Laboratory for Epigenomics, Division of Molecular Medicine, Ruđer Bošković Institute, P.O. Box 180, HR-10002 Zagreb, Croatia.
Food Chem. 2013 Nov 15;141(2):1562-70. doi: 10.1016/j.foodchem.2013.03.072. Epub 2013 Mar 29.

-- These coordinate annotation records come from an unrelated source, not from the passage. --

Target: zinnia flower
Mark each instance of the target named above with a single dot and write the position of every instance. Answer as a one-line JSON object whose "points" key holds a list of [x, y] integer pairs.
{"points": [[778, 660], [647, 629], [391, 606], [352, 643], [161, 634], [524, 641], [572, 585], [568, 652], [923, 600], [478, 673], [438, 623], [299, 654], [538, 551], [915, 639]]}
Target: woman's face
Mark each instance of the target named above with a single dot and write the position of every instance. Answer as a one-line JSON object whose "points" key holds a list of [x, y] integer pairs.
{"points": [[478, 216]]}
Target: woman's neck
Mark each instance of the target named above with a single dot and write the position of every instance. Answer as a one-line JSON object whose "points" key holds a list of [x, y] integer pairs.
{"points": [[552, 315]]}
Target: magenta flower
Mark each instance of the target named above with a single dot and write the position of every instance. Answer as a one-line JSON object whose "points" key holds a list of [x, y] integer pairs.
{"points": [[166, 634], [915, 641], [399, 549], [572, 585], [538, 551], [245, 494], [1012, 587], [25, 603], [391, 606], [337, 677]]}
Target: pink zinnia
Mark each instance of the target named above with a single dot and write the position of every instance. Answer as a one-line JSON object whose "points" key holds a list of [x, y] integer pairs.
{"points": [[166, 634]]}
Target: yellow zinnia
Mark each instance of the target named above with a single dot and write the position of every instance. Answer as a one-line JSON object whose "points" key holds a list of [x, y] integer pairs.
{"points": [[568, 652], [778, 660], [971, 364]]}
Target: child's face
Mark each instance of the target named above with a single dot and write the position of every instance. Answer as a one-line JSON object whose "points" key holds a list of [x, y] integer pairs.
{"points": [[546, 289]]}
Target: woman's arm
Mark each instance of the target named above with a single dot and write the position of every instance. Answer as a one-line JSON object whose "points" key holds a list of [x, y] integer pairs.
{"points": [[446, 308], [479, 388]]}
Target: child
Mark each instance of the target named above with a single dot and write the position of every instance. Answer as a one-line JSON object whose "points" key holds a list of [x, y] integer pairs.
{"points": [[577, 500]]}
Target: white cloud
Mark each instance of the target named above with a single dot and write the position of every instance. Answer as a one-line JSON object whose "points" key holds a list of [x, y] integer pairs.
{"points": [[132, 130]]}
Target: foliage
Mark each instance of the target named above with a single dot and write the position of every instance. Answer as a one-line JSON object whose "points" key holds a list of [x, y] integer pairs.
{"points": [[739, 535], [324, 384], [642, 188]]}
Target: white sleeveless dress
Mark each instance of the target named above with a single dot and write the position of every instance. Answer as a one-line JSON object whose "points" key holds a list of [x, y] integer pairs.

Notwithstanding multiple mechanisms of radical scavenging (RS), measured RS activities (RSA) of flavonoids are usually related to O-H bond dissociation enthalpy (BDE) for hydrogen atom transfer (HAT). For 12 flavonoids the reaction free energies were calculated for: (1) HAT, (2) single electron transfer-proton transfer (SET-PT) and (3) sequential proton loss electron transfer (SPLET) in gas and aqueous phases. Aqueous free energies, like bond dissociation (BDFEaq), ionisation (IFEaq) and deprotonation (ΔGdeprot,aq) free energies were estimated using thermochemical cycles. While in gas HAT is a RS mechanism (BDFEg<IFEg<ΔGdeprot,g), in water SPLET can be concurrent or dominant mechanism depending upon pH since ΔGdeprot,aq<BDFEaq and ETFEaq⩽BDFEaq. For 12 flavonoids, BDFEaq has been correlated with ΔGdeprot,aq and ETFEaq with r=0.74 and 0.87 respectively. This reveals why BD(F)E parameter explains most of variance in variously measured RSA data even if the underlying mechanism is SPLET.
尽管黄酮类化合物具有多种清除自由基(RS)的机制,但测得的 RS 活性(RSA)通常与氢原子转移(HAT)的 O-H 键离解焓(BDE)有关。对于 12 种黄酮类化合物,在气相和水相条件下分别计算了 HAT、单电子转移-质子转移(SET-PT)和顺序质子丢失电子转移(SPLET)的反应自由能。水相自由能,如键离解(BDFEaq)、离解能(IFEaq)和去质子化(ΔGdeprot,aq)自由能,是通过热化学循环来估算的。虽然在气相中 HAT 是一种 RS 机制(BDFEg<IFEg<ΔGdeprot,g),但在水中 SPLET 可以是并发或主导机制,这取决于 pH 值,因为 ΔGdeprot,aq<BDFEaq 且 ETFEaq⩽BDFEaq。对于 12 种黄酮类化合物,BDFEaq 与 ΔGdeprot,aq 呈正相关,ETFEaq 与 ΔGdeprot,aq 呈正相关,相关系数分别为 0.74 和 0.87。这揭示了为什么 BD(F)E 参数可以解释大多数不同测量 RSA 数据中的差异,即使潜在的机制是 SPLET。